At 5:00 pm I was back in the house and Anna had finally killed the stripping project. She turned to us, arms flung out, as if to say “Ta-da!” Freeman, Walter and I clapped. The wood was smooth as a baby’s butt.
First stop on the way home that evening was Walgreens to find Ben-Gay and Ibuprofen for the ailing baby geezer with the sore shoulder. Back at the dorm, we ate a quick supper. Then Anna the massage therapist kneaded and pressed my sore spots for almost an hour. She slapped a Ben-Gay compress on top, I took four Ibuprofen pills, and went to bed for the night at 7:00 pm. I slept hard for the next 12 hours.
Thursday: Delcambre and New Orleans
I was still in shoulder shell-shock, so I knew I couldn’t do any heavy work on Thursday. We easily found Walter and Marian’s home in Delcambre – navigating was finally getting simpler on our sixth day there! Sheesh.

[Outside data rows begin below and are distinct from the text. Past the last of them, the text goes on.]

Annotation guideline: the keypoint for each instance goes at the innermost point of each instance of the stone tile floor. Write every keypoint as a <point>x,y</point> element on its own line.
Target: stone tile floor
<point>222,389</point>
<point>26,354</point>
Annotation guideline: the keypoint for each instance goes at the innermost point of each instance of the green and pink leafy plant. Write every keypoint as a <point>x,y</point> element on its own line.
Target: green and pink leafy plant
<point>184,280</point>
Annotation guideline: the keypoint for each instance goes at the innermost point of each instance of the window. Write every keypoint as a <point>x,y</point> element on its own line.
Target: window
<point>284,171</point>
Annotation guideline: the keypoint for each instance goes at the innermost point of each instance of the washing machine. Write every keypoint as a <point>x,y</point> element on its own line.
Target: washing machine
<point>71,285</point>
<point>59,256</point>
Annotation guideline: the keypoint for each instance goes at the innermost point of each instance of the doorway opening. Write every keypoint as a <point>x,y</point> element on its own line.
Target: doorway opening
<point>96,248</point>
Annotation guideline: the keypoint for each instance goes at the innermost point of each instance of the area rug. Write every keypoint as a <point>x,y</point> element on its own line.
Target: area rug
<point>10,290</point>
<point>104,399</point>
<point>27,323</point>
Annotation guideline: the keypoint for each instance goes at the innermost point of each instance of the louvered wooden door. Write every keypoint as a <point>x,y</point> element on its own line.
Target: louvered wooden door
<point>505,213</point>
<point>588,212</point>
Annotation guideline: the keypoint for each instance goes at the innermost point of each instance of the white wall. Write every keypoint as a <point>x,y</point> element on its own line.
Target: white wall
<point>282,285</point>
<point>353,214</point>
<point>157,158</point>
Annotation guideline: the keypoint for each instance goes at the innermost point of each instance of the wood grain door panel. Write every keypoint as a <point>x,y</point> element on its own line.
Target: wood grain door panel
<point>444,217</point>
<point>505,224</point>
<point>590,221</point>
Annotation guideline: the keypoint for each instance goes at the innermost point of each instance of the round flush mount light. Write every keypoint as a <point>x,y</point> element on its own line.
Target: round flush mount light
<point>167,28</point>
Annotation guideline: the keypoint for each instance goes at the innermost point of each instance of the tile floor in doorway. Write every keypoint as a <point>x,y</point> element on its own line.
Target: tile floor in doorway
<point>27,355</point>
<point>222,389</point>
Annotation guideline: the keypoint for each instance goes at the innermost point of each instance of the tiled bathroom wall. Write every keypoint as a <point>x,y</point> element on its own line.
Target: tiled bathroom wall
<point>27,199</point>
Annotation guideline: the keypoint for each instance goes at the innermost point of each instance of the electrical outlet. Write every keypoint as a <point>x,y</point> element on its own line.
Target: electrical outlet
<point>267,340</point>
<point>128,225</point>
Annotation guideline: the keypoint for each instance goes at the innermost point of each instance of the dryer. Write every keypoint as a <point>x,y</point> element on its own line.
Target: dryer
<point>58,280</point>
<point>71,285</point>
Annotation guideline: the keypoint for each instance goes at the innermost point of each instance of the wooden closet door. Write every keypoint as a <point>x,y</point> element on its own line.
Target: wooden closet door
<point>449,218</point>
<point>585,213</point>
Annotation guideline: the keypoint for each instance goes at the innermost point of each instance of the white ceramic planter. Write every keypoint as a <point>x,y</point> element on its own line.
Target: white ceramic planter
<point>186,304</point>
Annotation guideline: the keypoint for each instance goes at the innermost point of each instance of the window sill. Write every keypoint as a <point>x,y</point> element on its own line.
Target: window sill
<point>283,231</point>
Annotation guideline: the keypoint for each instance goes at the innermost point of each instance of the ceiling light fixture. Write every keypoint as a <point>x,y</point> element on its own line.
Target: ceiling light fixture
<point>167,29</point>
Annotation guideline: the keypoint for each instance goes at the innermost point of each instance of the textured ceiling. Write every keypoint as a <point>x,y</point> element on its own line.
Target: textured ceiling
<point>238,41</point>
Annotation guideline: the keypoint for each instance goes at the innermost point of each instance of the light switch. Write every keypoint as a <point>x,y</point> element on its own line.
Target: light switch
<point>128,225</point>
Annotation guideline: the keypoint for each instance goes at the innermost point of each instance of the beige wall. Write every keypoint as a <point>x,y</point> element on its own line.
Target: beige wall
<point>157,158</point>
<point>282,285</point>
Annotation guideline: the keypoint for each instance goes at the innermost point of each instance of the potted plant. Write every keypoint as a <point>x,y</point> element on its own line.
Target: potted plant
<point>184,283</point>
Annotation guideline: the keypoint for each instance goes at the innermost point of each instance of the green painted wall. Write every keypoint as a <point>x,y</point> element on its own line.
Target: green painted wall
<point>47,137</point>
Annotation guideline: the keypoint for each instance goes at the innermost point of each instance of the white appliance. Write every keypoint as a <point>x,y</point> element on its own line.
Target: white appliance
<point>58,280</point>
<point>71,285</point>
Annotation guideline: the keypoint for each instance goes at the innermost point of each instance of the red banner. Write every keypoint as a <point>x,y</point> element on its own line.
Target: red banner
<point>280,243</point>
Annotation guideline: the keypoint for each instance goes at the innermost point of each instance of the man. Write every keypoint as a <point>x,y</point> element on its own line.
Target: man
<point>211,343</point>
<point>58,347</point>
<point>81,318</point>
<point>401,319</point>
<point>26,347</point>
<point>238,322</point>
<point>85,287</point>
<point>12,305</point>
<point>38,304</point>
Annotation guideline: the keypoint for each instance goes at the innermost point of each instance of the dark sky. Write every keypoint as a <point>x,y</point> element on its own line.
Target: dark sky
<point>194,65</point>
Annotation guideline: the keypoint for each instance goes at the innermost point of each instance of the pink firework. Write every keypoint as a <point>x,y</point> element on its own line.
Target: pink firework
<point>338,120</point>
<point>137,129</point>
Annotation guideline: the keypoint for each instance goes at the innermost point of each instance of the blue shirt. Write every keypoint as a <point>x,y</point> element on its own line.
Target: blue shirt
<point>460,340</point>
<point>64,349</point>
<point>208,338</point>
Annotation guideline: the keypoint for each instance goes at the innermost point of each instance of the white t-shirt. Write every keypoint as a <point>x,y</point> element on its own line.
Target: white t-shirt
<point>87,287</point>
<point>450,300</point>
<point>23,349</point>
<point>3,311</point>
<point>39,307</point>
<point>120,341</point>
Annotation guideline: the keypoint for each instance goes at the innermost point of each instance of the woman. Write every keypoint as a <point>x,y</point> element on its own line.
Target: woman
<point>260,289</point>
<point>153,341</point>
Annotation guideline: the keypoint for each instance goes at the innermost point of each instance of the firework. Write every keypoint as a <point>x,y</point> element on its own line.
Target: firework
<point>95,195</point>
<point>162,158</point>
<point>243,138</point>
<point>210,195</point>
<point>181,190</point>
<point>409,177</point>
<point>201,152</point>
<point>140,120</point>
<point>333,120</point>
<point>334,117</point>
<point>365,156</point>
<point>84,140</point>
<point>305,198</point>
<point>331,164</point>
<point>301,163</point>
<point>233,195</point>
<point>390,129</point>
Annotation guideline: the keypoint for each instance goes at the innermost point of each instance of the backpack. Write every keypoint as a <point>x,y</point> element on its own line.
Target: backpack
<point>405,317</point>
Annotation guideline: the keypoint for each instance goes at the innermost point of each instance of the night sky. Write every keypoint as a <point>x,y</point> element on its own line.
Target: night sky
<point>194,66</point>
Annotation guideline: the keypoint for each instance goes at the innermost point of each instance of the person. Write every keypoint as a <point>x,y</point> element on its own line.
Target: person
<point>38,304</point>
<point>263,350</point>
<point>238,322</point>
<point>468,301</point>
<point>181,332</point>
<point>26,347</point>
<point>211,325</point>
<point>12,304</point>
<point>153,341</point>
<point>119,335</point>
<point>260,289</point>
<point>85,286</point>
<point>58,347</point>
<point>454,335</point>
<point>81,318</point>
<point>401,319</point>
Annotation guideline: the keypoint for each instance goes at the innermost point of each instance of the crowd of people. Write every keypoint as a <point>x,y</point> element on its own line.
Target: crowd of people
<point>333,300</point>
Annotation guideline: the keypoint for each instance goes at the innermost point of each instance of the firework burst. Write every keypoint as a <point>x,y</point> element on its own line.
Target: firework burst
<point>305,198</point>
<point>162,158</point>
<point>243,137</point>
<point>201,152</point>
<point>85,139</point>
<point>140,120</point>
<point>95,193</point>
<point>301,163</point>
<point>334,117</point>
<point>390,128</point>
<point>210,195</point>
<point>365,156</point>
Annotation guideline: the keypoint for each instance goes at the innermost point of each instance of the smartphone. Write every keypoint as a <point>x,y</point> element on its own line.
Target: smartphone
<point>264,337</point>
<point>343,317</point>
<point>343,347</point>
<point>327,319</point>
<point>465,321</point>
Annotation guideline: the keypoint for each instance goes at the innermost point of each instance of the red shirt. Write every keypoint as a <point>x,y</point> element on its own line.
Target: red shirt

When we arrived, Walter and Freeman had a good old soul station on the radio. I wished I had found that one yesterday when I couldn’t get good reception for KBON. Freeman told us that he used to play out a lot as a musician, good old soul and R&B. He doesn’t like the “new stuff .” Neither do I.
I went to work sweeping sawdust and doing a little paint-priming on trim boards. Walter painted near me, usually sitting on a wheeled stool. However, once I caught him standing on his one good leg, painting away as smoothly and firmly as could be.
“When I saw you do that, I thought ‘I bet that man dances,’” I told him later.